6. Limit Roots: Configure AllowedReadRoots and AllowedWriteRoots to specific subdirectories.
7. Set Budgets: Use SessionTokenBudget to prevent runaway costs.
8. Sign Webhooks: Keep Twilio/Telegram/WhatsApp signature checks enabled and set webhook HMAC secrets for /webhooks/{name} endpoints.
9. Avoid Query Tokens Publicly: Prefer Authorization: Bearer and keep AllowQueryStringToken=false unless required by your client.
10. Plan Retention Storage: If enabling OpenClaw:Memory:Retention, ensure ArchivePath has strict filesystem permissions and enough capacity.
11. Run Retention Dry-Run First: Use POST /memory/retention/sweep?dryRun=true before enabling destructive sweeps in production.
12. Treat Archives as Sensitive Data: Archive files are plaintext JSON payloads in this phase; encrypt at rest via host-level controls if required by policy.
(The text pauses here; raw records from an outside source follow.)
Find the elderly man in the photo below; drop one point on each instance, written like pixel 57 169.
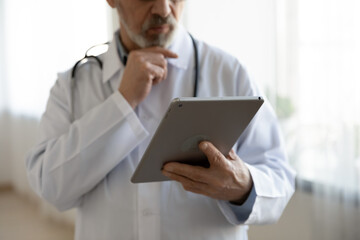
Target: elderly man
pixel 94 132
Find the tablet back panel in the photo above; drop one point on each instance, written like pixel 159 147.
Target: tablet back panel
pixel 189 121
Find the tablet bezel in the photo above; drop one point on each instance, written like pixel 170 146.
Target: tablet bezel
pixel 232 113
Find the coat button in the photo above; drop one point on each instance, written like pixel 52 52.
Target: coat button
pixel 147 212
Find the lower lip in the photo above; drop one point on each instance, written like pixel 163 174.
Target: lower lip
pixel 159 30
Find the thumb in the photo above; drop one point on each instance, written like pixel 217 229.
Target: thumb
pixel 215 157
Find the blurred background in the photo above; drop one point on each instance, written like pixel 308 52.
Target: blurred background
pixel 304 54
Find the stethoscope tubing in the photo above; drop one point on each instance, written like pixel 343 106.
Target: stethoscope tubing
pixel 97 59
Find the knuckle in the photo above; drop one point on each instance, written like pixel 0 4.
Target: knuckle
pixel 218 156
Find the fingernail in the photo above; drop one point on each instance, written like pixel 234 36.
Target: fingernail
pixel 168 168
pixel 203 145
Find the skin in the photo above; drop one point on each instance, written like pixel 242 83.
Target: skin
pixel 228 178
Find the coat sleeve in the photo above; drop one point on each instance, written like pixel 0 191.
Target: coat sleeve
pixel 72 158
pixel 262 149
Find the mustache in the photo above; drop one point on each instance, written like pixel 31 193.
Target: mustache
pixel 157 20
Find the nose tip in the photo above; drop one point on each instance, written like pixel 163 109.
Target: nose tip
pixel 161 8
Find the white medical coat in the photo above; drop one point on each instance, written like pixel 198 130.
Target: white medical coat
pixel 88 164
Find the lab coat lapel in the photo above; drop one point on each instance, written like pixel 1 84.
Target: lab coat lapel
pixel 112 66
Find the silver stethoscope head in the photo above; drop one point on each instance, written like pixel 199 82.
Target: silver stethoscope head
pixel 92 53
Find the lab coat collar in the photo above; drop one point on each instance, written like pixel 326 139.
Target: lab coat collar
pixel 112 63
pixel 182 46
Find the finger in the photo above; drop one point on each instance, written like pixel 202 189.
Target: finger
pixel 165 52
pixel 188 184
pixel 214 156
pixel 232 155
pixel 157 74
pixel 195 173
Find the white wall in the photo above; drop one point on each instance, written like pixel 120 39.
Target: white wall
pixel 5 144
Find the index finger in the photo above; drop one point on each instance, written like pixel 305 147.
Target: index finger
pixel 195 173
pixel 212 153
pixel 166 52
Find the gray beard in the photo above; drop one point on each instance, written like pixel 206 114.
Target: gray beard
pixel 161 40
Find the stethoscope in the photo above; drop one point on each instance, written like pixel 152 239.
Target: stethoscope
pixel 97 59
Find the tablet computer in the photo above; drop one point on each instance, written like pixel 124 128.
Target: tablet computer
pixel 186 123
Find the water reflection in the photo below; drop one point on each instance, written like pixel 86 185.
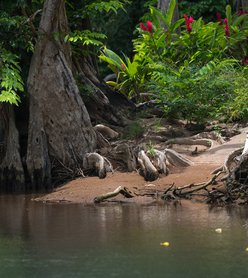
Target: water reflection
pixel 45 240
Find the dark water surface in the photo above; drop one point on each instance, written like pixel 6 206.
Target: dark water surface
pixel 44 240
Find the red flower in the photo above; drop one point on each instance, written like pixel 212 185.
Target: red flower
pixel 188 21
pixel 219 19
pixel 148 27
pixel 241 12
pixel 245 61
pixel 227 30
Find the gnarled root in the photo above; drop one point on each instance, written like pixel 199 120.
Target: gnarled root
pixel 124 153
pixel 148 170
pixel 177 159
pixel 119 190
pixel 159 161
pixel 106 131
pixel 94 161
pixel 190 141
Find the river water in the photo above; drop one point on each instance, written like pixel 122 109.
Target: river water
pixel 61 240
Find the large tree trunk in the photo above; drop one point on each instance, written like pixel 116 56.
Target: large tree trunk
pixel 60 131
pixel 11 168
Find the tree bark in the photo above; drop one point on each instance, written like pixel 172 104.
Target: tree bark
pixel 59 125
pixel 11 168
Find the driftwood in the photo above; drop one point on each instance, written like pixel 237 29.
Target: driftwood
pixel 160 161
pixel 177 159
pixel 229 182
pixel 98 163
pixel 147 170
pixel 119 190
pixel 190 141
pixel 106 131
pixel 125 154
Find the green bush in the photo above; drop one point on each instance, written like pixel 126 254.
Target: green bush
pixel 196 73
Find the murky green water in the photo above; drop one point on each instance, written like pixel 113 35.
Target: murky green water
pixel 42 240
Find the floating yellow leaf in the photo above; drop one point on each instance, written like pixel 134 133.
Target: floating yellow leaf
pixel 166 243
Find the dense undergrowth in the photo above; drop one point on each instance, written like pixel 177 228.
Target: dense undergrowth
pixel 192 69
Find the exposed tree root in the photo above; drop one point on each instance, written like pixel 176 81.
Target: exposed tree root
pixel 147 169
pixel 94 161
pixel 177 159
pixel 119 190
pixel 190 141
pixel 229 183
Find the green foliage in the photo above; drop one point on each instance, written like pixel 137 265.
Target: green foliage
pixel 10 78
pixel 191 73
pixel 86 37
pixel 133 131
pixel 129 75
pixel 202 8
pixel 237 107
pixel 106 6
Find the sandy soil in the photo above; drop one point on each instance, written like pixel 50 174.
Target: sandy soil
pixel 84 190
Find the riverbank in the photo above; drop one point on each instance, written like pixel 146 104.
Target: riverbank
pixel 84 190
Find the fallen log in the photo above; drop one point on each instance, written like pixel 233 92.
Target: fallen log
pixel 119 190
pixel 177 159
pixel 100 164
pixel 190 141
pixel 148 170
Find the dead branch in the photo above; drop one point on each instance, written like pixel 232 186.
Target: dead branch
pixel 94 161
pixel 159 161
pixel 148 170
pixel 190 141
pixel 177 159
pixel 106 131
pixel 124 153
pixel 119 190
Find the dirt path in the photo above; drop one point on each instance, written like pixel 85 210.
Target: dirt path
pixel 84 190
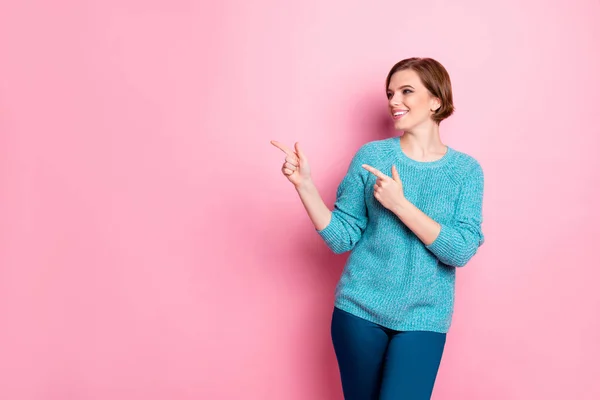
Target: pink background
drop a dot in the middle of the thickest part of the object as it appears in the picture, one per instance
(151, 249)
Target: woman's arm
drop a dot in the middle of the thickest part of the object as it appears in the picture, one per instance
(341, 228)
(317, 211)
(453, 243)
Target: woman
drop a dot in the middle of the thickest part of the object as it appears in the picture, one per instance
(410, 210)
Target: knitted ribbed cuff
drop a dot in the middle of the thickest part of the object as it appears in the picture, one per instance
(442, 245)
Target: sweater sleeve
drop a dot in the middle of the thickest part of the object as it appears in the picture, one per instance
(460, 238)
(349, 216)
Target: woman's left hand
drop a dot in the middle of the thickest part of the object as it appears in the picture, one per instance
(387, 190)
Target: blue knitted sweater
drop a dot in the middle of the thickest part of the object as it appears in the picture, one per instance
(391, 277)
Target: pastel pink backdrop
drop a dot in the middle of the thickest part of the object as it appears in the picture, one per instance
(151, 249)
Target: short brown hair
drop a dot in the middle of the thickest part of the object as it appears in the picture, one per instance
(434, 77)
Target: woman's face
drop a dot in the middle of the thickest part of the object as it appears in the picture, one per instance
(411, 105)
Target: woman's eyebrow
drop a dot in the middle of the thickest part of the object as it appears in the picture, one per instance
(403, 86)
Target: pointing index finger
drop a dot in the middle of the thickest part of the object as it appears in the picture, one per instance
(375, 171)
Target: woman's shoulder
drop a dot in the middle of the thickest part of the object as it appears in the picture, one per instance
(377, 148)
(465, 161)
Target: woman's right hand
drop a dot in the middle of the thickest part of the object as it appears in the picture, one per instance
(295, 166)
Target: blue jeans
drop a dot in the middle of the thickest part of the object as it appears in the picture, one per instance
(377, 363)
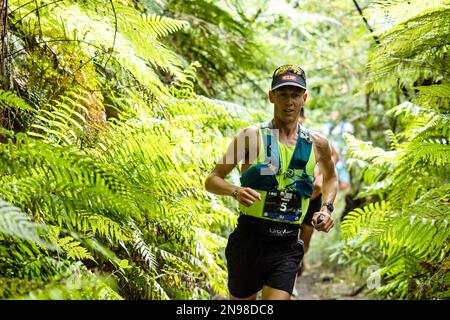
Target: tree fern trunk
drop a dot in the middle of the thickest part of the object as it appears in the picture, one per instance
(4, 76)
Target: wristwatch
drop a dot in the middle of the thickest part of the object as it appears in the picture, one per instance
(329, 206)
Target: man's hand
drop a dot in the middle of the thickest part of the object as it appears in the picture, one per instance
(247, 196)
(326, 221)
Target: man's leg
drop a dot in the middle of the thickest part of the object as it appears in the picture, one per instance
(305, 235)
(252, 297)
(269, 293)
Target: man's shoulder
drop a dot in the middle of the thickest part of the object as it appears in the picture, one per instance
(319, 139)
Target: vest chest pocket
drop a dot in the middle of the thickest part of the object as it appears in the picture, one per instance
(284, 206)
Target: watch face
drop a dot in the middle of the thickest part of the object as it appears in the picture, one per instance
(330, 206)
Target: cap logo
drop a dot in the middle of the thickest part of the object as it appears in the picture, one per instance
(288, 77)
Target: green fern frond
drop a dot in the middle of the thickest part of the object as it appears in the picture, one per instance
(10, 100)
(15, 223)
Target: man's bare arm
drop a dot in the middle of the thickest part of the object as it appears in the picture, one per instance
(323, 152)
(237, 151)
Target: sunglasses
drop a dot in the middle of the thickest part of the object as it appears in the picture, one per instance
(289, 67)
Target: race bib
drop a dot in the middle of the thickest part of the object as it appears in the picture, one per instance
(282, 205)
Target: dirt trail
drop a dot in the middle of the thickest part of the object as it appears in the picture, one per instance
(320, 283)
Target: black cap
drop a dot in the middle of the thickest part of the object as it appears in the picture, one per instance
(288, 75)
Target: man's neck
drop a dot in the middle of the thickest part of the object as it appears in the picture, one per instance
(286, 129)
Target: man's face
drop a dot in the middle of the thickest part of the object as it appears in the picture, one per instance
(288, 102)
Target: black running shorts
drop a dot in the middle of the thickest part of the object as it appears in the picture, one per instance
(255, 259)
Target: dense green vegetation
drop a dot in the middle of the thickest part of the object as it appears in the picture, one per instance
(112, 113)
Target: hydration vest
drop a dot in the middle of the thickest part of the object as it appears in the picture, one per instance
(284, 193)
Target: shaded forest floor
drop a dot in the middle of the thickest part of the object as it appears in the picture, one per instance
(319, 282)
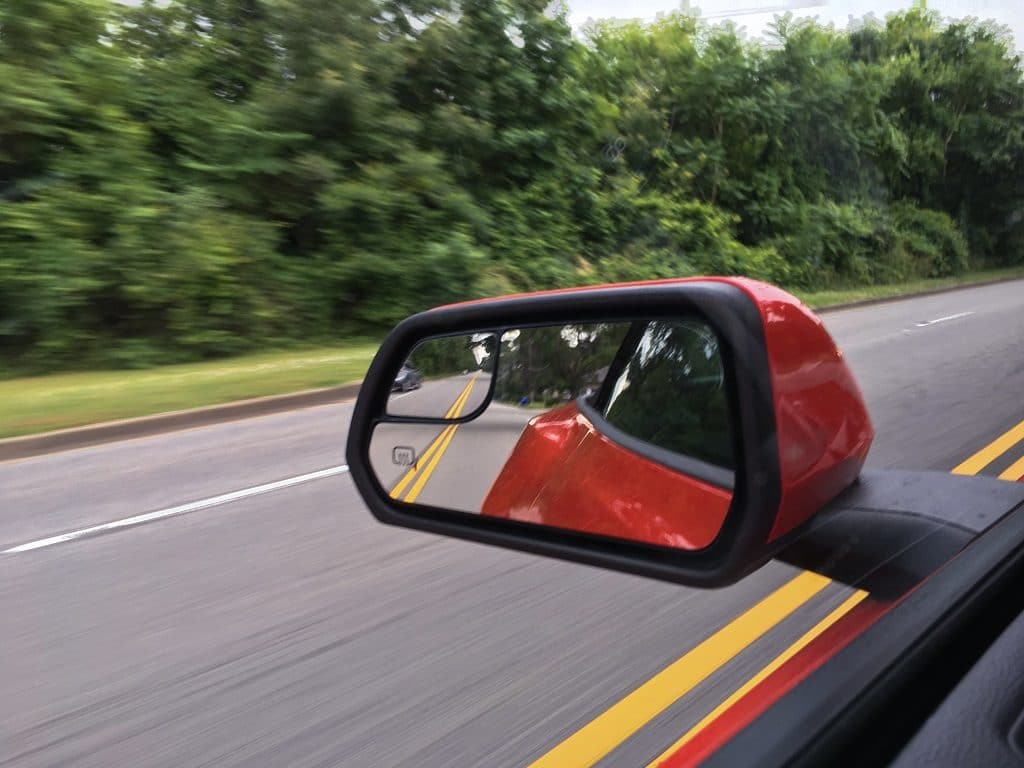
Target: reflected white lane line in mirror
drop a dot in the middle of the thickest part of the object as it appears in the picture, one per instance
(181, 509)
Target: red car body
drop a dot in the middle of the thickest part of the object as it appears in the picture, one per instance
(559, 474)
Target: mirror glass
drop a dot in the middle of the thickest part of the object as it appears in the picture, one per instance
(444, 378)
(622, 429)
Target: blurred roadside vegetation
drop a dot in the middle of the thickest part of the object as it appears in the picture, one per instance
(199, 178)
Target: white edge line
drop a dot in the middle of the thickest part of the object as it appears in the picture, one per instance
(181, 509)
(943, 320)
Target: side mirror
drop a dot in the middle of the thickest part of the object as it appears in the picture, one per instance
(675, 429)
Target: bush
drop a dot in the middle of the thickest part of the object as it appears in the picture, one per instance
(931, 240)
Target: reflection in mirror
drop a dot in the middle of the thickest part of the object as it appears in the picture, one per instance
(444, 378)
(621, 429)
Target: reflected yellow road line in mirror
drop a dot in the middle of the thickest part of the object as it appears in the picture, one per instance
(453, 413)
(619, 722)
(414, 493)
(845, 607)
(991, 452)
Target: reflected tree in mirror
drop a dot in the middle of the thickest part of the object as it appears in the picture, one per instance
(672, 392)
(543, 367)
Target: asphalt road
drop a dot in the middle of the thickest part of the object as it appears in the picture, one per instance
(285, 627)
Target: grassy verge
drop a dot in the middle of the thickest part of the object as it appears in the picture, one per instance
(847, 295)
(43, 403)
(46, 402)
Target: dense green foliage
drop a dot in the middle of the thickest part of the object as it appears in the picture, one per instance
(198, 177)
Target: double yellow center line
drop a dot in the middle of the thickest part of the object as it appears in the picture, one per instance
(429, 459)
(993, 451)
(596, 739)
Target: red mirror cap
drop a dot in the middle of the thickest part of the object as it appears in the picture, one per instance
(822, 425)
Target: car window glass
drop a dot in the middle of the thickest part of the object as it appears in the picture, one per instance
(672, 392)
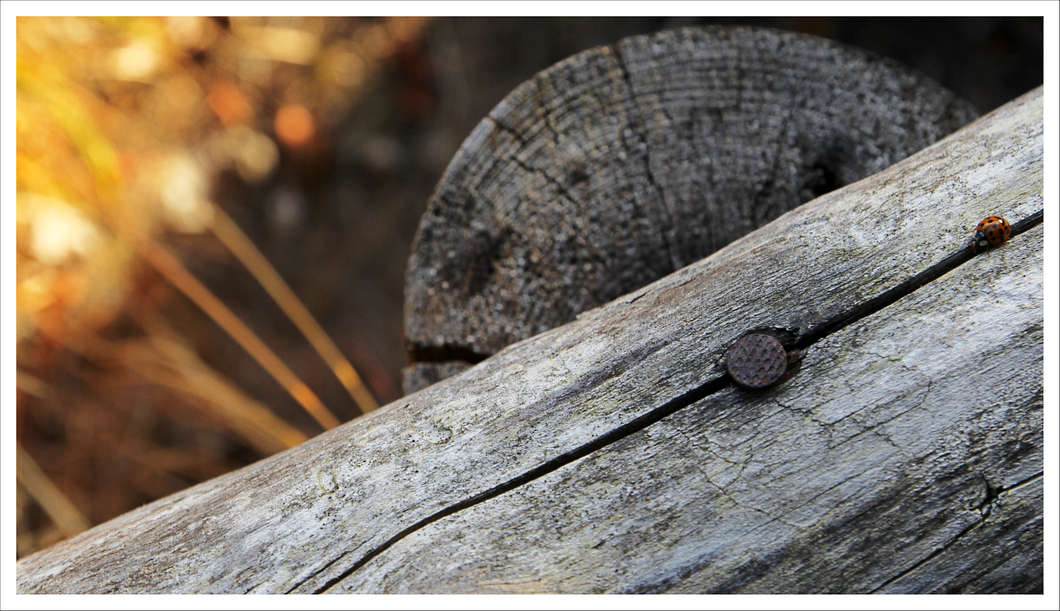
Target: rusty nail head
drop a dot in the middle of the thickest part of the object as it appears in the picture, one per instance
(758, 360)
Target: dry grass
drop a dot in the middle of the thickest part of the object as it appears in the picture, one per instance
(122, 127)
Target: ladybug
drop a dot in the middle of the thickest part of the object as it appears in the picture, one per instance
(991, 231)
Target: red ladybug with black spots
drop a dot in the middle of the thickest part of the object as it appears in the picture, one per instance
(991, 231)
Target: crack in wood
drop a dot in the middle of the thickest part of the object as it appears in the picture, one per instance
(956, 539)
(689, 398)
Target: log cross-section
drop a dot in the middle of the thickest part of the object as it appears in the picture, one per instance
(613, 454)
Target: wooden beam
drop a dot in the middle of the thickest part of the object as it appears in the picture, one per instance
(613, 454)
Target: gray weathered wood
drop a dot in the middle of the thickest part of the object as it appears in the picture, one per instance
(905, 455)
(623, 163)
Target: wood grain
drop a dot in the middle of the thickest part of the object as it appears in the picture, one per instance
(612, 455)
(623, 163)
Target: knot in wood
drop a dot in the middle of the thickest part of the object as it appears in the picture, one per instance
(757, 361)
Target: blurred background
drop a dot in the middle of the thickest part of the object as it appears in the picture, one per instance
(214, 216)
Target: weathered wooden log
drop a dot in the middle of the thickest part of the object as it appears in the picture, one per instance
(623, 163)
(612, 454)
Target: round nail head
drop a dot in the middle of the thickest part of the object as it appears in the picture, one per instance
(757, 361)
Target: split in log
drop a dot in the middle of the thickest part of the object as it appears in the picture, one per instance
(612, 454)
(624, 163)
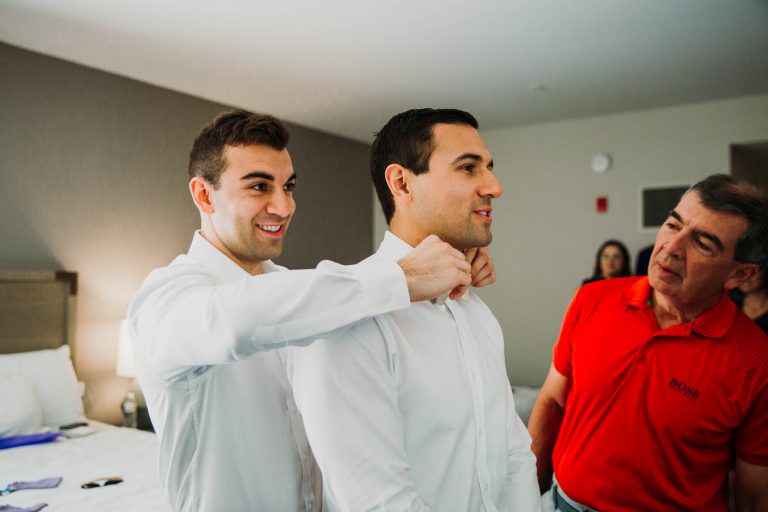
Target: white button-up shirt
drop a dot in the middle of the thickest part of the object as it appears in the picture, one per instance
(208, 342)
(412, 410)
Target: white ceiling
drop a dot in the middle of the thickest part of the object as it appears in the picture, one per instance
(346, 66)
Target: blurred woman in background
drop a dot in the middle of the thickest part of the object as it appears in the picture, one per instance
(612, 260)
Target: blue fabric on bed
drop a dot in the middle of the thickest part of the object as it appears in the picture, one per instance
(10, 442)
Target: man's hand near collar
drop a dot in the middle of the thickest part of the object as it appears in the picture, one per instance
(435, 268)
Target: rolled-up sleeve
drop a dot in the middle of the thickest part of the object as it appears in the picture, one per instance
(183, 318)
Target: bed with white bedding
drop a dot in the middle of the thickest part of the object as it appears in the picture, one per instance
(40, 393)
(110, 451)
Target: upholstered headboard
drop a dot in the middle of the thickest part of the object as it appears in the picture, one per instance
(37, 310)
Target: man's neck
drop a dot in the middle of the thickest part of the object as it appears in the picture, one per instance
(669, 313)
(252, 268)
(755, 304)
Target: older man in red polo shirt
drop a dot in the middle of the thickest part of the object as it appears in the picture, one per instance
(659, 384)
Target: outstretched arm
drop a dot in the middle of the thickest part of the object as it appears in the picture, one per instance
(545, 421)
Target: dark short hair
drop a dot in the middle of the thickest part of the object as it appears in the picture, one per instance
(764, 281)
(725, 193)
(407, 140)
(625, 269)
(233, 128)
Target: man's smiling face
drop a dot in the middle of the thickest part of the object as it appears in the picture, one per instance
(253, 203)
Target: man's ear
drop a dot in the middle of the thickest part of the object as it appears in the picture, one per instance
(397, 178)
(202, 194)
(742, 273)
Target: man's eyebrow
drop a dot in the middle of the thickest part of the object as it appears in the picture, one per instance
(264, 175)
(471, 156)
(697, 233)
(258, 174)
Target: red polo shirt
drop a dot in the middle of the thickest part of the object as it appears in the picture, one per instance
(653, 416)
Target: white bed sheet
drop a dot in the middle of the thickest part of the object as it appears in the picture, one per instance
(111, 451)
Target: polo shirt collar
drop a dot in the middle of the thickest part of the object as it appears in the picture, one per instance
(218, 263)
(713, 323)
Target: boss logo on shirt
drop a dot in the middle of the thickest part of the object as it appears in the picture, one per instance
(684, 389)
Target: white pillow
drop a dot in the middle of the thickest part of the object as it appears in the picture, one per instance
(51, 375)
(21, 409)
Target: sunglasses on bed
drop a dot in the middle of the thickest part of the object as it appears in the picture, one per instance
(101, 482)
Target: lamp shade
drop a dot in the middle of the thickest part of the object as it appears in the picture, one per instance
(125, 353)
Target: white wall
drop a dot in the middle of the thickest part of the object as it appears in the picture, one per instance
(546, 230)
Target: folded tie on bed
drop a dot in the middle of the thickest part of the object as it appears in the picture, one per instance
(33, 508)
(45, 483)
(43, 437)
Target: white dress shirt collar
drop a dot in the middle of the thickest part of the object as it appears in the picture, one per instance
(218, 263)
(393, 247)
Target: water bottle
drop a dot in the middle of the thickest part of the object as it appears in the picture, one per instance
(130, 410)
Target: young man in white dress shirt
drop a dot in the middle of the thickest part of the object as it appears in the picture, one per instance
(209, 329)
(412, 410)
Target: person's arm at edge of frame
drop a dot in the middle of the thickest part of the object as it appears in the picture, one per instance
(751, 487)
(521, 491)
(544, 423)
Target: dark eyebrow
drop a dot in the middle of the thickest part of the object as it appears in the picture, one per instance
(701, 234)
(472, 156)
(264, 175)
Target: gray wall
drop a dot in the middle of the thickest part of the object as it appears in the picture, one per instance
(93, 170)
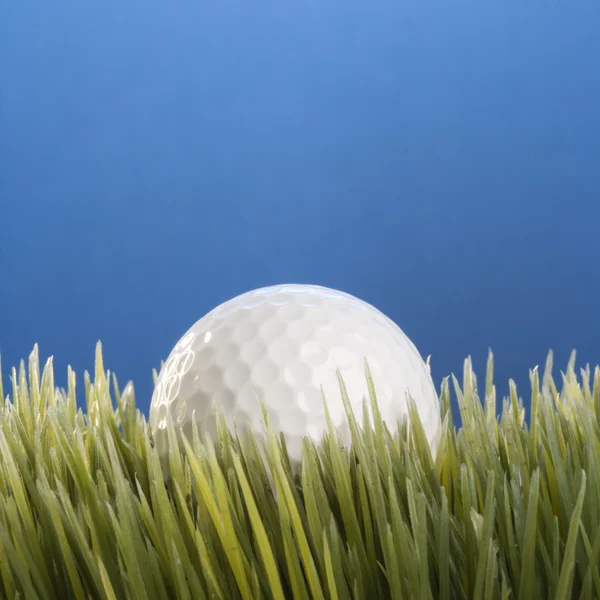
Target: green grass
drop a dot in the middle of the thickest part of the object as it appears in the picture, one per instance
(508, 507)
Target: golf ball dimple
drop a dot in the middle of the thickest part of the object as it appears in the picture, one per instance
(279, 345)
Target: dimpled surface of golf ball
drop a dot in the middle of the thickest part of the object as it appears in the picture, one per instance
(280, 344)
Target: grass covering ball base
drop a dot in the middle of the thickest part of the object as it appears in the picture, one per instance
(507, 509)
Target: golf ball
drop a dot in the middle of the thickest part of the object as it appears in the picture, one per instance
(280, 345)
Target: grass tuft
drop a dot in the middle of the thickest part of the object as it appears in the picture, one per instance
(504, 507)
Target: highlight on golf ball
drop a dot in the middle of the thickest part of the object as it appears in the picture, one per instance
(279, 345)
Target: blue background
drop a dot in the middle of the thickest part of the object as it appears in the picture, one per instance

By design, OpenClaw executes tools (shell, git, code_exec) that can be dangerous.

• delegate_agent: Sub-agents inherit the permissions of the parent session.
• shell: Disabled by default in Production environment.
• read_file/write_file: Path traversal is blocked, but ensure roots are scoped correctly.

We use dotnet list package --vulnerable in CI to check for known vulnerabilities in dependencies. Docker images are rebuilt weekly to pick up OS security patches in the base image.